I have an early jar that I was fortunate enough to purchase years ago that has the original label. I have attached a photo of the info on the Levi Garrett & Sons Mfg Co as well as a photo of my bottle.

I hope this helps.

Here is the history provided by the user: https://www.antique-bottles.net/threads/levi-garrett-snuff-bottle.216731/
Garrett snuffs trace back to the efforts of John Garrett who built several mills (grist, lumber, and snuff) on the banks of Red Clay Creek near Yorklyn, Delaware in 1726. His son, Levi Garrett, inherited the snuff mill (the only one that made money). Levi is referred to as a tobacconist with offices in Philadelphia. Levi had two sons, William Evans, Garrett and George Howell Garrett. The snuff business was renamed Levi Garrett and Sons, from where the name of the rappee snuff derives. W.E. stuck with the snuff, but George split. W.E. changed the name of the company to William E. Garrett Company, from whence the name of the Scotch and Sweet Snuff brand name derives. In 1857, with the maturation of his sons, the name is changed to William E. Garrett and Sons. The W.E. Garrett and Sons Scotch Snuff is trademarked in 1870, being one of the first ten trademarks in US history, number 7, and the oldest trademark still in use in the US. After the death of William E. Garrett and William Garrett Jr., the remaining brother Walter sold the snuff mill to three of his employees for one dollar. That was the end of the Garrett name in ownership.

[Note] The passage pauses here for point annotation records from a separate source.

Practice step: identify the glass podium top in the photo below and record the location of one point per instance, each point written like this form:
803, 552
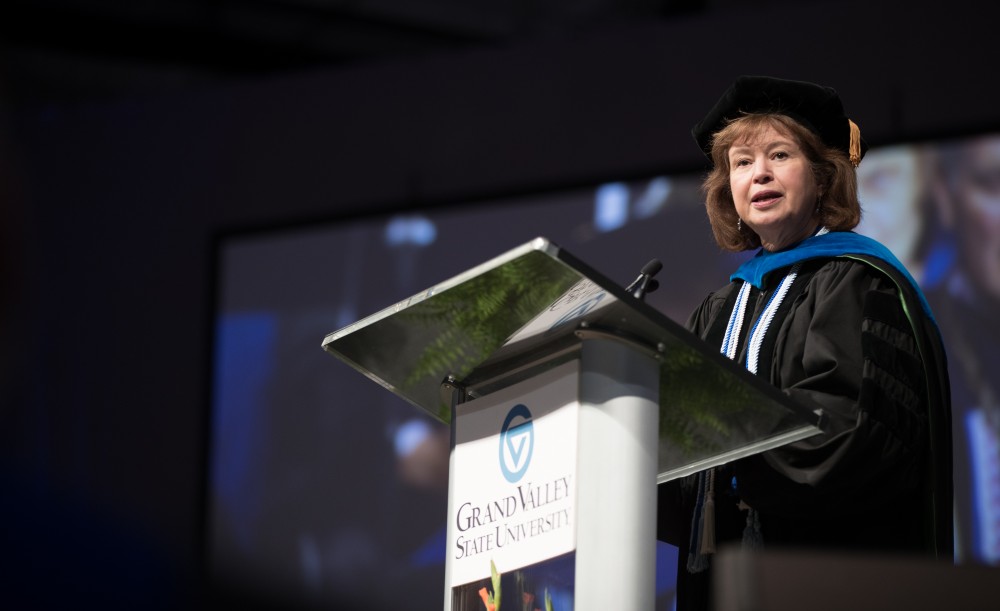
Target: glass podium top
538, 299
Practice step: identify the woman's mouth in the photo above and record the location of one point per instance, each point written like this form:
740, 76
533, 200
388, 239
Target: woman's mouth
765, 198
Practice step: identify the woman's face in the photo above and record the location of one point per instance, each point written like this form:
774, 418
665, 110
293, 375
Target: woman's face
774, 188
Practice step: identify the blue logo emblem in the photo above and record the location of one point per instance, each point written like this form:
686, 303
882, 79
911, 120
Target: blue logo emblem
517, 442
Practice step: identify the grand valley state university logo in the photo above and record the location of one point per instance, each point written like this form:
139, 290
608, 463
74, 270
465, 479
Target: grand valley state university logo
517, 442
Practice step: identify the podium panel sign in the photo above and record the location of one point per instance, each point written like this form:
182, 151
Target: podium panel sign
513, 480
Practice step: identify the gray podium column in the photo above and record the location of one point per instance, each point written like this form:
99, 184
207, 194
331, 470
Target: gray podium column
616, 477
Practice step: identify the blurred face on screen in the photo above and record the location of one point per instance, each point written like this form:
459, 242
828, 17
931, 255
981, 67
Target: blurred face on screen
975, 211
890, 188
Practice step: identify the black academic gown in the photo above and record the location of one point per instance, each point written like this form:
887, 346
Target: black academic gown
852, 339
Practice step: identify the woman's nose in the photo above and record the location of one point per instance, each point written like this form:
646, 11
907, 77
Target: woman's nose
762, 171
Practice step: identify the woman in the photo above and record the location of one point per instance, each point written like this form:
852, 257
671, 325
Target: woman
832, 319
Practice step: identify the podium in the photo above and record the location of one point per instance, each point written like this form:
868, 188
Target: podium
569, 400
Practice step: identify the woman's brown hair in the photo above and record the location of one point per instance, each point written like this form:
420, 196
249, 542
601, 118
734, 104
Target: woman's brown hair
835, 176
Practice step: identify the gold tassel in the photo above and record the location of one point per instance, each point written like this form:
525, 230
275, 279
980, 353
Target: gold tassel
855, 146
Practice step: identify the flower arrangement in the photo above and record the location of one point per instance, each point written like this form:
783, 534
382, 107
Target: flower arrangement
492, 600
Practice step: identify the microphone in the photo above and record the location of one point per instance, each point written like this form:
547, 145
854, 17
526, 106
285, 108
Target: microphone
645, 283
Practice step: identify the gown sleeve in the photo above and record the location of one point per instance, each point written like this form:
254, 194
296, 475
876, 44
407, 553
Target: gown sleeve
846, 347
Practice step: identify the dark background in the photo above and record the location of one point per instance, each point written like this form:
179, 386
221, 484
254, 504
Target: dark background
134, 134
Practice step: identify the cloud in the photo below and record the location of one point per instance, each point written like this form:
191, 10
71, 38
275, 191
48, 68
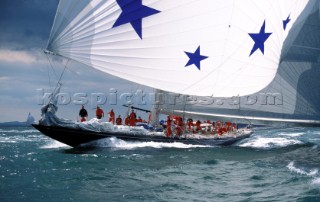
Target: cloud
26, 24
25, 29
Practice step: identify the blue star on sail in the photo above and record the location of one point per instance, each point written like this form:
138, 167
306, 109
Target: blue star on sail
259, 39
133, 12
195, 58
286, 22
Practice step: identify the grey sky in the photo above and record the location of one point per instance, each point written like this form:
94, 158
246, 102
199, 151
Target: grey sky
25, 29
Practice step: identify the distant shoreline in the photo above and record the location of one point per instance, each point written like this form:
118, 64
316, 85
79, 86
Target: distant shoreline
14, 124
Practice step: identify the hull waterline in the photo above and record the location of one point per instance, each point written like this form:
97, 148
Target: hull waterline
77, 137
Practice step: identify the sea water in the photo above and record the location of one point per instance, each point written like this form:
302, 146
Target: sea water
271, 165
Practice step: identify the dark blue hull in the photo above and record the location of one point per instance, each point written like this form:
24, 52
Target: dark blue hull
77, 137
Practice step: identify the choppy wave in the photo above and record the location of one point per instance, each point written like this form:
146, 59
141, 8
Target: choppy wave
291, 134
19, 131
20, 138
316, 181
121, 144
269, 142
53, 144
293, 168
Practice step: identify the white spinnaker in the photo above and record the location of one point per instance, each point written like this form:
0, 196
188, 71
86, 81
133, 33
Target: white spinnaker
83, 31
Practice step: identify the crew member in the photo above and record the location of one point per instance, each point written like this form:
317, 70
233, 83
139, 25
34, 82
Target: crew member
83, 114
169, 131
99, 113
119, 120
139, 119
133, 117
127, 120
190, 123
111, 116
198, 125
179, 127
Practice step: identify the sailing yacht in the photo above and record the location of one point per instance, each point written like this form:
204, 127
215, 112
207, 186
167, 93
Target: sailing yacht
244, 61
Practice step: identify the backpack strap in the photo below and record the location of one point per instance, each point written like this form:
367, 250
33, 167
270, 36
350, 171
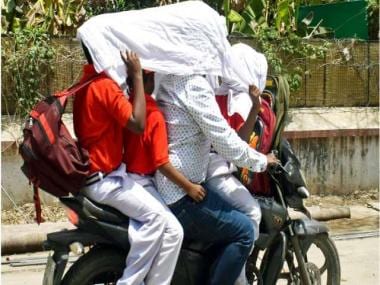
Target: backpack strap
37, 204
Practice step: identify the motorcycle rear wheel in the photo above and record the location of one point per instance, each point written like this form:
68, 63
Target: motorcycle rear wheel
98, 266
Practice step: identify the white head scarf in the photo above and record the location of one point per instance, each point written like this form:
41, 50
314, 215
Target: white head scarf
182, 39
248, 66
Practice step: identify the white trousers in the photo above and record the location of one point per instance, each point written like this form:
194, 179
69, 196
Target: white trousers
234, 192
154, 233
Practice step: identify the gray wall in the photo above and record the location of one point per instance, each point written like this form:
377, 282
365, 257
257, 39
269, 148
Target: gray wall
339, 165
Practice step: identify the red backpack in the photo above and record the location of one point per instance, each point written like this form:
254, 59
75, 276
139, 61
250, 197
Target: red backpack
53, 160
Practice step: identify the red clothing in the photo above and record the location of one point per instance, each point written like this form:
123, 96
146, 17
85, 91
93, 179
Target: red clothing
144, 153
100, 113
235, 121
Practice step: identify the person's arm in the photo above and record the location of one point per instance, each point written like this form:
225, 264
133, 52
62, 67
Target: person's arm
158, 144
136, 122
246, 129
195, 191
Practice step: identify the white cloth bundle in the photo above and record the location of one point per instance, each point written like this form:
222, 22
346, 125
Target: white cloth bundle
185, 38
250, 66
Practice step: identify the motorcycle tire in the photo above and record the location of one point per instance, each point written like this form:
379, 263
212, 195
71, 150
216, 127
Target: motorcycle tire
98, 266
332, 264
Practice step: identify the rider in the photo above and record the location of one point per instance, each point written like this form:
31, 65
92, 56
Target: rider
234, 103
101, 112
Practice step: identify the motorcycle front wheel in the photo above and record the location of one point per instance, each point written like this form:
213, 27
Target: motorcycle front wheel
98, 266
322, 263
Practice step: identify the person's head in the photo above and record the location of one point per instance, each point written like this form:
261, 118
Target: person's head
148, 79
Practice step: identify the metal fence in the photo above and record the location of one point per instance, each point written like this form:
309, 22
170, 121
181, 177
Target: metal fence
347, 76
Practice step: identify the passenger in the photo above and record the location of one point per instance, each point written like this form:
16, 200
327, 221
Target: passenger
143, 155
101, 112
219, 176
194, 122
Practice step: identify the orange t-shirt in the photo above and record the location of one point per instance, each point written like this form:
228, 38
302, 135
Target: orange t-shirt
144, 153
235, 121
100, 113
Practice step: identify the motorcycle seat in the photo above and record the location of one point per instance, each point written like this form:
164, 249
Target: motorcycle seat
92, 209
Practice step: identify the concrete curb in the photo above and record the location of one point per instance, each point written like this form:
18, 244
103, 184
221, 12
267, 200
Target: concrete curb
27, 237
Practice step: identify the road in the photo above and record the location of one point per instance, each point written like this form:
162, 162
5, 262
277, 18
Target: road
359, 259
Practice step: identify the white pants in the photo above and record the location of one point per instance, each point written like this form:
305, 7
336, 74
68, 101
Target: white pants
154, 233
234, 192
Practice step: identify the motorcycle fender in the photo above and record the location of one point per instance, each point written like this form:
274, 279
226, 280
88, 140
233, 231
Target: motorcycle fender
307, 227
274, 260
49, 271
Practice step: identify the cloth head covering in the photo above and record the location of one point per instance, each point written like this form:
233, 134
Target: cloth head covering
249, 66
182, 39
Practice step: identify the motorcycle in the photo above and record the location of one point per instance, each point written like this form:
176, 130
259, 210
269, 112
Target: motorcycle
285, 252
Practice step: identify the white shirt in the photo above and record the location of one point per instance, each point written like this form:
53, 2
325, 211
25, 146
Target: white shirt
194, 122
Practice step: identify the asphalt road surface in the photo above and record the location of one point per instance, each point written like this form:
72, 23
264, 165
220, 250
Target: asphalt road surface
359, 257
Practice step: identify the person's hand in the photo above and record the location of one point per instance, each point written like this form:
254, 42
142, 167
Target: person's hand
272, 159
132, 62
196, 192
254, 94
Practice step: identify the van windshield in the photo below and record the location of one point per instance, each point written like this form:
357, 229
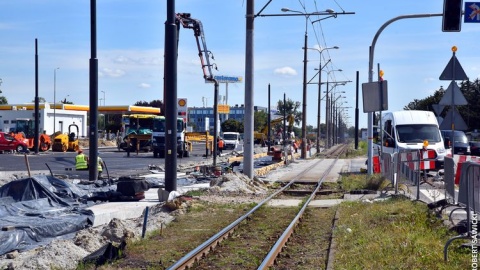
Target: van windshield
230, 137
418, 133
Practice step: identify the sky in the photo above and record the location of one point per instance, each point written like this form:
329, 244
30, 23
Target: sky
131, 37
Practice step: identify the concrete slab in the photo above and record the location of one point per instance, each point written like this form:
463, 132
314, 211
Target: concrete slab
284, 203
104, 213
123, 210
295, 203
314, 173
325, 203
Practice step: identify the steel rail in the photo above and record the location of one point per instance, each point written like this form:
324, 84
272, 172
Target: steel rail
283, 239
199, 252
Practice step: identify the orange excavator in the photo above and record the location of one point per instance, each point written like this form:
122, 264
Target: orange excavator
25, 132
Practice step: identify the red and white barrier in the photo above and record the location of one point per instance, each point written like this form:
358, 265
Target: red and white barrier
426, 159
459, 160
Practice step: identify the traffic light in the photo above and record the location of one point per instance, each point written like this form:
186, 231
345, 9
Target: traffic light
452, 15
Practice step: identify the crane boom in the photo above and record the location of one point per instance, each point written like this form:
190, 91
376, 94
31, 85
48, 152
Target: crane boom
188, 22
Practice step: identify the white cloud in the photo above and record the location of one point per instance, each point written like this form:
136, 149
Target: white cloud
288, 71
144, 85
114, 73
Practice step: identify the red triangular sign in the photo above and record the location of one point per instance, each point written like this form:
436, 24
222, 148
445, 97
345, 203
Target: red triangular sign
449, 73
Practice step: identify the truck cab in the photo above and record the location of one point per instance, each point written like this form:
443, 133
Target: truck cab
231, 139
408, 130
159, 140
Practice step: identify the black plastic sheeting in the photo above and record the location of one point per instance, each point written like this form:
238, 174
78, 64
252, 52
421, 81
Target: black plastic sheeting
36, 210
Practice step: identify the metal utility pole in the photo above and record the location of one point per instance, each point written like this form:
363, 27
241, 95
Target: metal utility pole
37, 105
268, 121
170, 93
320, 68
249, 91
370, 79
356, 112
93, 63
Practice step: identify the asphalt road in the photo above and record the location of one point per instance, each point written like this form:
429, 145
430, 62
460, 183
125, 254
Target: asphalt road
118, 162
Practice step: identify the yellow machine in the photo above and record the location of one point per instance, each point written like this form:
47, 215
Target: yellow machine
276, 138
64, 142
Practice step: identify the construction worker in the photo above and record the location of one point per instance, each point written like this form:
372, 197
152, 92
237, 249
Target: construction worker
81, 161
220, 144
100, 166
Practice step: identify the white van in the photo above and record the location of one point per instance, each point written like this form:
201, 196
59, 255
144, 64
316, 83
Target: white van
231, 140
407, 130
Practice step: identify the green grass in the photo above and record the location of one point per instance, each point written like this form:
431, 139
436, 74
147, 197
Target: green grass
394, 234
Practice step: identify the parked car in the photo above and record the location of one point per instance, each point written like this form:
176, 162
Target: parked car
475, 148
460, 141
9, 143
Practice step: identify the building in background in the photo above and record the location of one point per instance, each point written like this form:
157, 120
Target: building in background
200, 117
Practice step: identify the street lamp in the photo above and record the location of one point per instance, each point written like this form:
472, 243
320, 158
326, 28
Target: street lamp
320, 90
54, 96
304, 103
327, 110
103, 97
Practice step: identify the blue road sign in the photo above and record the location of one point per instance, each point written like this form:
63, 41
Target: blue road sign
472, 12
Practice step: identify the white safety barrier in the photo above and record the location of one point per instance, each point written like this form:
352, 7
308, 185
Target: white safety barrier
468, 199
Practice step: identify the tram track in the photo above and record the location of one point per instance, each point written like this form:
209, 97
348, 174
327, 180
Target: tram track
263, 232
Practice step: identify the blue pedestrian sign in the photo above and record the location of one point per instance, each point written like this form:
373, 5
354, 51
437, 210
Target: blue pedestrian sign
472, 12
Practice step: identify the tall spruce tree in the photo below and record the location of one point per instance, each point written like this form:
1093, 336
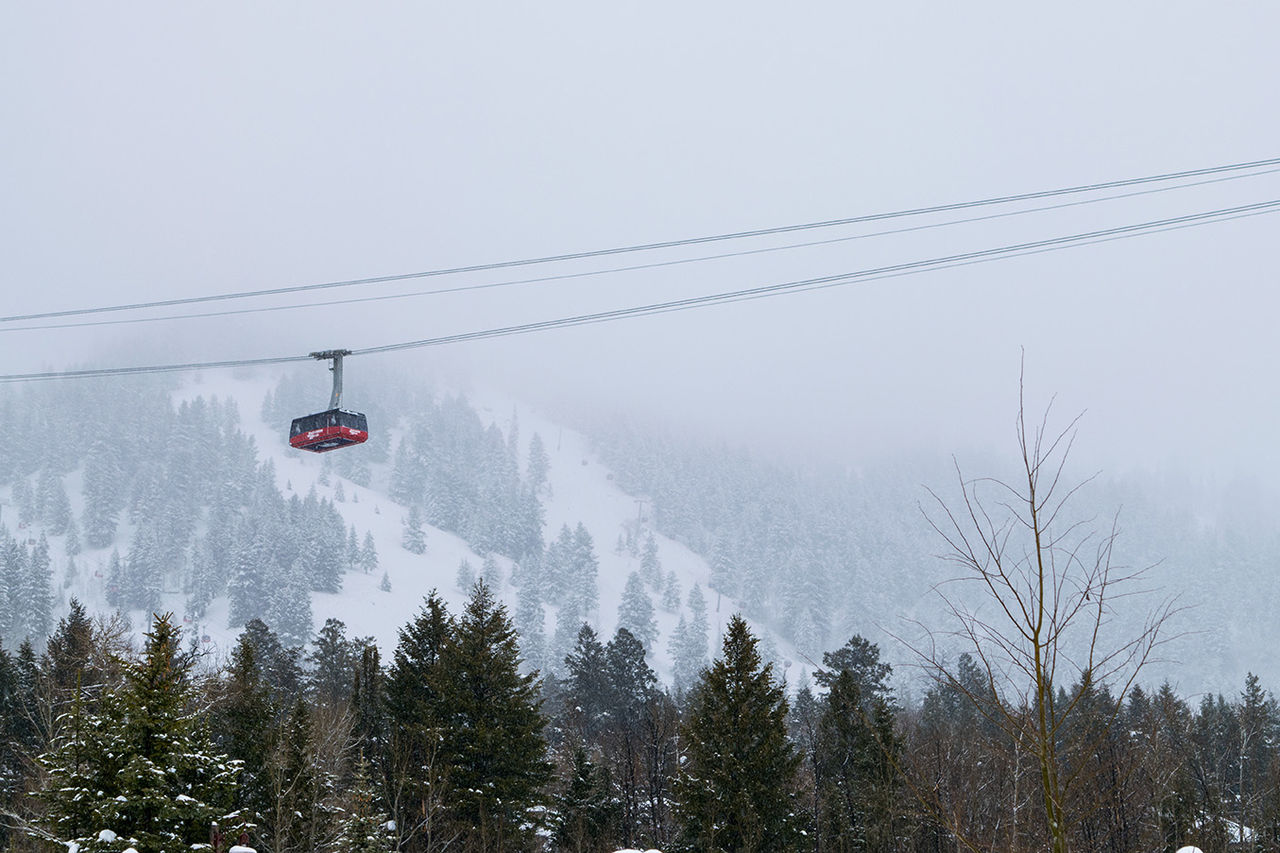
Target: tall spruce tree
635, 611
736, 790
142, 769
493, 740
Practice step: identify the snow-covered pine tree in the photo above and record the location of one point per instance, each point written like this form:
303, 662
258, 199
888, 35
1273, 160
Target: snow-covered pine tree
142, 767
686, 658
585, 570
115, 582
288, 605
650, 569
635, 611
72, 544
103, 493
539, 466
585, 815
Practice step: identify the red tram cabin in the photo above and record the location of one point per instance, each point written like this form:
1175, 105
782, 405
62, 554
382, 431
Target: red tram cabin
329, 430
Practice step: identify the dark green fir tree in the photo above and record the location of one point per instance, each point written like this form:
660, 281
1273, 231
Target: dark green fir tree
493, 740
737, 787
141, 771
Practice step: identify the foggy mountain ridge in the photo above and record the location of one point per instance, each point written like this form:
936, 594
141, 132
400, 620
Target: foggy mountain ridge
813, 556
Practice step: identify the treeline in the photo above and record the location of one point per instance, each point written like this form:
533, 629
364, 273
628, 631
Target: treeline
814, 553
449, 744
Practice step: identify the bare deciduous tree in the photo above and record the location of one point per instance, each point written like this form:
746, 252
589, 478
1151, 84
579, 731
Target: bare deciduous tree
1043, 629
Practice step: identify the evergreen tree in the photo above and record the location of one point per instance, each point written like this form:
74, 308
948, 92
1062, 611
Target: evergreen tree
490, 571
415, 539
416, 717
736, 790
115, 582
671, 593
530, 625
635, 611
539, 465
142, 767
55, 509
586, 816
493, 744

James "Buck" Duke bought up every tobacco producer in the US in the late 1800's, including the Garrett snuff brands, as the American Tobacco Company. His monopoly was busted up by Teddy Roosevelt in 1907, and the snuff side became American Snuff Company. The other companies were George W. Helme, whom I've never heard of, and the United States Tobacco Company, which nowadays produces Skoal, Copenhagen, and related products. The American Snuff Company moved to Memphis in 1912. After buying up some small producers in North Carolina, the company changed names to Conwood Company, L.P., to reflect the new diversity in 1966. In 1975 Levi Garrett chewing tobacco was introduced as a tribute to the founder of American tobacco production.

Garrett snuff is one of the oldest products ever produced on North American soil."